Artman / Re:Sort 2 / Qooki Records

Artman is the current alias of the artist formerly known as DJ Kudo. While still a teenager, Kudo cut his teeth spinning disco in `70s Tokyo, and by the late `80s was one of the first DJs in Japan to champion techno and house. After hosting a hugely successful party, called Trance Night, at a small Shibuya venue named Cave, he was recruited as one of the residents at the newly launched, soon to be legendary, Nishi Azabu nightclub, Space Lab Yellow. Every Friday, throughout the 1990s, he held court there, at Zero – events which featured European guests, such as Laurent Garnier, Mixmaster Morris, and Sven Vath, and influenced a generation of Japanese producers. Susumu Yokota and Hiroshi Watanabe were both regulars. However, in 2000, Kudo felt that he needed to change tack. Restricted by banging techno sets, he retired the pseudonym, and re-emerged as Artman, with the aim of evolving a more “organic” ambient sound. He released the album, Re:Sort, the title a nod to its transportive, meditative, music, but also a reference to his own need to “re-set”. 

While no stranger to the studio, Artman’s primary focus is performance. In both his incarnations, this has made him a big festival favourite. Now, though, 23 years later, he’s ready with Re:Sort 2. Armed with congas, bongos, kalimba, marimba, and gamelan gongs, he showers the 10 tracks with cicadas and birdsong, and everything appears, to a certain extent, live, improvised. Woodwinds, cowbell, and plucked pizzicato string patterns mix with whistling, warbling, modular synth melodies. Asian’s Dreaming rings with droning, dissolving, treated sitar-like raga sequences. The loops of chilled chimes and hang drum harmonics in the main summoning a temple-like serenity.
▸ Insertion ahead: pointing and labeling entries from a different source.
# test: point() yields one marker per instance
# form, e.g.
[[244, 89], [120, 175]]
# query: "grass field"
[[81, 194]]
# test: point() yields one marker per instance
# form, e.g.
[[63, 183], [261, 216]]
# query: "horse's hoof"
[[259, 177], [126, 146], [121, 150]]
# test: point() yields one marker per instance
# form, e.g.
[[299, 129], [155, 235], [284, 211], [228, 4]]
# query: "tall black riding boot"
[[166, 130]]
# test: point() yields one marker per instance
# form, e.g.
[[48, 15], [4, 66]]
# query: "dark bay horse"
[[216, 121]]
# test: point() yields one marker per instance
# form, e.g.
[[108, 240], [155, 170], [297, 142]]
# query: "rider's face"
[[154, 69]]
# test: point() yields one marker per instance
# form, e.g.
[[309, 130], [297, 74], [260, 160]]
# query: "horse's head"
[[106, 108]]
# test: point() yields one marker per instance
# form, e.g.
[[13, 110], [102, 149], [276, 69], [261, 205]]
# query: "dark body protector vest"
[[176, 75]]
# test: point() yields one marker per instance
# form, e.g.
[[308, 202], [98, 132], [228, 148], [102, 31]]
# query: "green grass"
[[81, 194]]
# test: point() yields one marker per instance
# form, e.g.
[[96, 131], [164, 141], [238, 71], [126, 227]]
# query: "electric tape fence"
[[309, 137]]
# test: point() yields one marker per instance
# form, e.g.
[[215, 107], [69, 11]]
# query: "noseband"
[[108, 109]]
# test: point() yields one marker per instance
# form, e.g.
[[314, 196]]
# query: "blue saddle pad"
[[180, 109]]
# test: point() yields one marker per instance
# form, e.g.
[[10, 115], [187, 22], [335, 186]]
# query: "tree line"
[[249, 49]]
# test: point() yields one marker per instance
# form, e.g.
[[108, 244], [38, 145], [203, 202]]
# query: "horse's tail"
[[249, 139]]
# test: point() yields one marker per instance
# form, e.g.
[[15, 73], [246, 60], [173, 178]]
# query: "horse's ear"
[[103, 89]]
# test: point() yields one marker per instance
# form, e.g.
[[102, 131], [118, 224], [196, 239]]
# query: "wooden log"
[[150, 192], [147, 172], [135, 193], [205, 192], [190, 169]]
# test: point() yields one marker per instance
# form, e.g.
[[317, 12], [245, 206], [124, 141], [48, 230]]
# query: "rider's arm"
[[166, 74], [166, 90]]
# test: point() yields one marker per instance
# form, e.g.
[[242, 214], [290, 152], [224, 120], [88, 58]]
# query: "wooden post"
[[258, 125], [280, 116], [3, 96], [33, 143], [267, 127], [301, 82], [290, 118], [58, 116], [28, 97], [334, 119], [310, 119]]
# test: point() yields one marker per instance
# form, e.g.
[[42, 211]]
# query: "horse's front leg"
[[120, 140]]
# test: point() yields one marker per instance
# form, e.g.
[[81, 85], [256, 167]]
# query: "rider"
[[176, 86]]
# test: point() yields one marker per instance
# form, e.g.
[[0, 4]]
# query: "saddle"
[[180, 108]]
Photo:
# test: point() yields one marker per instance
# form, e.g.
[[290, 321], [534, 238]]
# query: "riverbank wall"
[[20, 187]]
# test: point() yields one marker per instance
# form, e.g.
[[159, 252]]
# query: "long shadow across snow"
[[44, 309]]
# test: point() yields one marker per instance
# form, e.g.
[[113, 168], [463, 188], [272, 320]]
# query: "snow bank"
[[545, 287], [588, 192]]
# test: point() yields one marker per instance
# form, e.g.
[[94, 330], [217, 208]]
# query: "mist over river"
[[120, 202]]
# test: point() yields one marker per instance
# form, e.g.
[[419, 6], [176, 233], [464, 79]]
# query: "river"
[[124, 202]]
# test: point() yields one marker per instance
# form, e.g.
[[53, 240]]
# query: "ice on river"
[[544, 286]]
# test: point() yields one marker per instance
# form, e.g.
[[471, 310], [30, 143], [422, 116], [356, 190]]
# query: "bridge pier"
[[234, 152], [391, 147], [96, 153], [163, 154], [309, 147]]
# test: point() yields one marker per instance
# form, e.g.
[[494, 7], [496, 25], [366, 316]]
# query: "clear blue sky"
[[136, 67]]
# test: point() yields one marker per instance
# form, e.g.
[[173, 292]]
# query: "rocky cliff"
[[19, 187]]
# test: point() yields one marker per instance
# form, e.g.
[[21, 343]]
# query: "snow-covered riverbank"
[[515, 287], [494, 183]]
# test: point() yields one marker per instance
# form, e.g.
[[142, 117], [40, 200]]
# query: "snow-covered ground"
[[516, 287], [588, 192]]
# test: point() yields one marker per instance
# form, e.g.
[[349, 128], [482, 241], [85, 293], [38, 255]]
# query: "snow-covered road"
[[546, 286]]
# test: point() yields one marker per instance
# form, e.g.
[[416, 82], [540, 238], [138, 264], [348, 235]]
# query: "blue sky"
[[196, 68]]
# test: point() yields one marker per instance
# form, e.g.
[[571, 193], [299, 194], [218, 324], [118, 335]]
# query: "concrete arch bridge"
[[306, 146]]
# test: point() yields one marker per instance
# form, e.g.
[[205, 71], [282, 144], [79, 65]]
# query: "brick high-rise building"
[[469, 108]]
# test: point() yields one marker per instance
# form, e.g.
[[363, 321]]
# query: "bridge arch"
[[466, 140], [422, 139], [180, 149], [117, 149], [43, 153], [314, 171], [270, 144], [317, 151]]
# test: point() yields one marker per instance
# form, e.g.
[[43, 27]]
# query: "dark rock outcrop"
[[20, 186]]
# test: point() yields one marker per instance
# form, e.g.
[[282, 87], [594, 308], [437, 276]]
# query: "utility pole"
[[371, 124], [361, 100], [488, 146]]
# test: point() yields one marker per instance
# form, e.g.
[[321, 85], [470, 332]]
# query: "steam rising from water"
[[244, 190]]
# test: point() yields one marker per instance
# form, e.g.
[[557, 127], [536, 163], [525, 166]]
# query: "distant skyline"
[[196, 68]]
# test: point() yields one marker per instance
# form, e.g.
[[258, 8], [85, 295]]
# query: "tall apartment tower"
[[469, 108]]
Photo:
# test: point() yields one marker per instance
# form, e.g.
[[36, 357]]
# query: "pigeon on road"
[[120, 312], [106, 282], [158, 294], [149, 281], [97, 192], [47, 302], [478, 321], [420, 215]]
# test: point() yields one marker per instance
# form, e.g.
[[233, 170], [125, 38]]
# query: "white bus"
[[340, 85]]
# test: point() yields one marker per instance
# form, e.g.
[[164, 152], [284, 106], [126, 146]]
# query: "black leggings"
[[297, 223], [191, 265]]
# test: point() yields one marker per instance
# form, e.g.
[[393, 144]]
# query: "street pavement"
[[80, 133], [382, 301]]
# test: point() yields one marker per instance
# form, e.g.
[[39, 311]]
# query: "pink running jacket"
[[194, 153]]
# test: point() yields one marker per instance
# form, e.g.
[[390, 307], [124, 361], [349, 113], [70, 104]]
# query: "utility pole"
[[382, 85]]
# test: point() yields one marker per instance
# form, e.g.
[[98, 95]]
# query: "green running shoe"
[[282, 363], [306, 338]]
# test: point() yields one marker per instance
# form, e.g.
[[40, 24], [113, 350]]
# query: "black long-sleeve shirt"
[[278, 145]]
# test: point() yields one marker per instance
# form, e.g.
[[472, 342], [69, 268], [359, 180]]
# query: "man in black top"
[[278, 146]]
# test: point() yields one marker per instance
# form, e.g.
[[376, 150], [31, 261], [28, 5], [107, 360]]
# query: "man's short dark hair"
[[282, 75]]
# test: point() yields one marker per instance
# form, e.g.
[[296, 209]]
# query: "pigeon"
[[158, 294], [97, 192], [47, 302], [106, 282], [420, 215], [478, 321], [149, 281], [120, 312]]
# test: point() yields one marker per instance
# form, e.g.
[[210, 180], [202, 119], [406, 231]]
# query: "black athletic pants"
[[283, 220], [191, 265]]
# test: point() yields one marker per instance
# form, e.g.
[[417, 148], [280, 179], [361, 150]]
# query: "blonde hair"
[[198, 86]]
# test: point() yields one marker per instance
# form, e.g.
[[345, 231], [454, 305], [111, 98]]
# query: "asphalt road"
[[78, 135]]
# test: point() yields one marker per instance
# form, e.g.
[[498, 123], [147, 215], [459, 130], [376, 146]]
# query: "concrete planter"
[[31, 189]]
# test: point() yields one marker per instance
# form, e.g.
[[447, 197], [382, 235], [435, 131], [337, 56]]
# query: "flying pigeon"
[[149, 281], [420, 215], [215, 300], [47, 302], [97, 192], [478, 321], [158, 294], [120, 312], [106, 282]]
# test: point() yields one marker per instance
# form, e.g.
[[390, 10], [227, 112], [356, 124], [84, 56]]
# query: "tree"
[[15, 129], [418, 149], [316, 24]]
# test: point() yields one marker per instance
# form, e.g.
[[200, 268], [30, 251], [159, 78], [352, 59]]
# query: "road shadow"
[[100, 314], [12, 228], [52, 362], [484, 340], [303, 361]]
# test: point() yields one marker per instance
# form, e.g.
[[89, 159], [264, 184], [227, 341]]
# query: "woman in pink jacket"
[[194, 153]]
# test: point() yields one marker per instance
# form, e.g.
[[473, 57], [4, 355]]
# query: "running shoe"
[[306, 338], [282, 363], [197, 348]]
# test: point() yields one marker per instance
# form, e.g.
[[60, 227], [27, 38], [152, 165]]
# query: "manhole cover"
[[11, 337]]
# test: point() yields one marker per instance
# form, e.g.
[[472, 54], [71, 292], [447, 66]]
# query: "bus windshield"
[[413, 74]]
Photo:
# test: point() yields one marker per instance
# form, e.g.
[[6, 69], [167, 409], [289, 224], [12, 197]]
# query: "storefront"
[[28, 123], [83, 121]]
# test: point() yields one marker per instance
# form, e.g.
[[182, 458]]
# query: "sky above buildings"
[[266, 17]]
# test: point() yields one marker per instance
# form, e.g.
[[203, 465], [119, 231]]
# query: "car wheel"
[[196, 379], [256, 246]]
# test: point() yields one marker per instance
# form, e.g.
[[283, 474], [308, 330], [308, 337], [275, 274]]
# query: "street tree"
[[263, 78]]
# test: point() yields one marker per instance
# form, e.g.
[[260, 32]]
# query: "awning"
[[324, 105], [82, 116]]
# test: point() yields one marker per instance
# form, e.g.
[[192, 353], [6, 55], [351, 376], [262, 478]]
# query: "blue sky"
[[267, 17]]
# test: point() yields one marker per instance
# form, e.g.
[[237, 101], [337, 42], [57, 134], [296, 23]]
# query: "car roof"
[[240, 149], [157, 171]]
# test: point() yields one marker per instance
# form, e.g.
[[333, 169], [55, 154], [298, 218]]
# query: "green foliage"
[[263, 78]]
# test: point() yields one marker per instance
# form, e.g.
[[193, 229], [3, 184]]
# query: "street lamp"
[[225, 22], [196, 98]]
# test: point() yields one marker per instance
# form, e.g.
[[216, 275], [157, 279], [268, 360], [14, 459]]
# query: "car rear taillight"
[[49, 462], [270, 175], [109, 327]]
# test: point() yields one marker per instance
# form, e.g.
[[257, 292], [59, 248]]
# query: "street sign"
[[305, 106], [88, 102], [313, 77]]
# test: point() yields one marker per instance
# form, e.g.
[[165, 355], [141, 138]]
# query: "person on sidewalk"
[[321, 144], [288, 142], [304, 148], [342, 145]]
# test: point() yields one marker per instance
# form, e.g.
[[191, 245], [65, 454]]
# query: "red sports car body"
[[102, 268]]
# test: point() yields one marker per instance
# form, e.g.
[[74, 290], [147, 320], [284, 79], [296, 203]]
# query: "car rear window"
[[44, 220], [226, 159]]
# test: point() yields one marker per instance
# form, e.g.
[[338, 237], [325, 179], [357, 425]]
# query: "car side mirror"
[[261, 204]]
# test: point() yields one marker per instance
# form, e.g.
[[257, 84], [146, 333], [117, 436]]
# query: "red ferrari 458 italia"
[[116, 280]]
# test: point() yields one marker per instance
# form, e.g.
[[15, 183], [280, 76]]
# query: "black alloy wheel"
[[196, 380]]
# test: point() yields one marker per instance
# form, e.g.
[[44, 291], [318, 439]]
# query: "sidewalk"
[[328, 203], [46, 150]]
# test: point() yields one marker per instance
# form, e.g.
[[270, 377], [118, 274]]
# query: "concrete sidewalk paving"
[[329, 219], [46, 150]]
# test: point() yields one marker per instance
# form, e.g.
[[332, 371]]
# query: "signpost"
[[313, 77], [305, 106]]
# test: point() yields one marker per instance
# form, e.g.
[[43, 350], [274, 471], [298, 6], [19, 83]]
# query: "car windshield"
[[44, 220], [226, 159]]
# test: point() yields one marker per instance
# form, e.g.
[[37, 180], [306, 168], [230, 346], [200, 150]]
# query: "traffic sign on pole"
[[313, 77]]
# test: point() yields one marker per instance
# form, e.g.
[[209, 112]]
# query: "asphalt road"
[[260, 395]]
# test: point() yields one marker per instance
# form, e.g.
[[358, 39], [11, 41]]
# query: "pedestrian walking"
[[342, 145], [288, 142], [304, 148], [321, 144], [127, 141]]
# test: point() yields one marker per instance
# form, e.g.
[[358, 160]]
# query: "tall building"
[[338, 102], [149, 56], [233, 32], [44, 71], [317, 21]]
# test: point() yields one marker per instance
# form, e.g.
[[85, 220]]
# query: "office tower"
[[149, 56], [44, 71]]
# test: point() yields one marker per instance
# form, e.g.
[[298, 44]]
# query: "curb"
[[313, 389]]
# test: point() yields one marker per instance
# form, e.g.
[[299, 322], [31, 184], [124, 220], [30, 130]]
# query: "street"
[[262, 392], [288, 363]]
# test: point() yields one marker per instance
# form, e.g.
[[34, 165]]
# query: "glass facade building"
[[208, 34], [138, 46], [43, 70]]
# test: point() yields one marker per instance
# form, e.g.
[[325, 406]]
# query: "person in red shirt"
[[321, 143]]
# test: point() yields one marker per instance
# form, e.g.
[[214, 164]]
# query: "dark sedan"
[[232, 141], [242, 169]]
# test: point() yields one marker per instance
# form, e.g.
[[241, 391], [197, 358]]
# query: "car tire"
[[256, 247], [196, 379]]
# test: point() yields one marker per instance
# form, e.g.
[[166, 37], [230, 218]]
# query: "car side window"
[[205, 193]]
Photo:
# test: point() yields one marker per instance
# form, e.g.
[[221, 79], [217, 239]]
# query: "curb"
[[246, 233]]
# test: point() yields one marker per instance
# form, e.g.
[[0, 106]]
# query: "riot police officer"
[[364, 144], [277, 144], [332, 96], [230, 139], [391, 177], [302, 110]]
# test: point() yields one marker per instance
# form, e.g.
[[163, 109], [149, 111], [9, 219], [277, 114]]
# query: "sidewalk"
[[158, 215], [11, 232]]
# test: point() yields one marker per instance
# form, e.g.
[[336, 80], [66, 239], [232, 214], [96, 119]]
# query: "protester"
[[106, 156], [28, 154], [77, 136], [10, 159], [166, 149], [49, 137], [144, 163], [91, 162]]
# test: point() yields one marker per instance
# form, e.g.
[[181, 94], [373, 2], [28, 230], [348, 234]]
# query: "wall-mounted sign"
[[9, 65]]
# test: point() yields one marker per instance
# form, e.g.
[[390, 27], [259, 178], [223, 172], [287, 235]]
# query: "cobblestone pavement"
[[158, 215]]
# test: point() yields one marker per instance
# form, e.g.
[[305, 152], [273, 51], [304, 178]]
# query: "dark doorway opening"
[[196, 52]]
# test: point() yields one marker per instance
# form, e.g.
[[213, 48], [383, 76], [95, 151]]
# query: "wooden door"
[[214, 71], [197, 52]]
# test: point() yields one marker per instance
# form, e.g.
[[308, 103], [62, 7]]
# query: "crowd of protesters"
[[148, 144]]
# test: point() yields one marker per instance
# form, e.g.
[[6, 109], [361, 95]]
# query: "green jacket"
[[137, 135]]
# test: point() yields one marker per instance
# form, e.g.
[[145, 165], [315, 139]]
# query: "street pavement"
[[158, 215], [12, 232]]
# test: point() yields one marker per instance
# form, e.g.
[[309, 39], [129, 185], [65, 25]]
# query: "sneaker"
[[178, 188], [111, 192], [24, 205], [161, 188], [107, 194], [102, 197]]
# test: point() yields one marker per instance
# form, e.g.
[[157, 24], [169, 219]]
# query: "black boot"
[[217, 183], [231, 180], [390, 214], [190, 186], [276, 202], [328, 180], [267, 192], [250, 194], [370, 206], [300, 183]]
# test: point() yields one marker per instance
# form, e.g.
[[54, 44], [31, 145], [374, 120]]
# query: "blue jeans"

A soundtrack for prayers at dawn, or twilight. Portal, however, takes the tempo up, and Good Vibes, with its groovy, growling b-line, takes a bite from Kraftwerk’s Trans Europe Express (borrowing the same beat sampled by electro-funk landmark Salsa Smurph). These spiritually-leaning, inner space explorations, could be direct, more electronic, descendants of the folky kosmische of ground-breaking bands like Munich’s Between. Highlights are We Are All Passengers Of Life, Hi!King, and the opener, Light Of The World. The latter recalling a collision between fellow countrymen, Coastlines and Kaoru Inoue’s Aurora Acoustic, or Kunyuki’s classic Earth Beats pitched way down, and John Beltran’s seminal Ten Days Of Blue.

Artman’s Re:Sort 2 is out now on Qooki Records. I think there’s a Bandcamp link on the way, but until then Newtone Records have it in stock.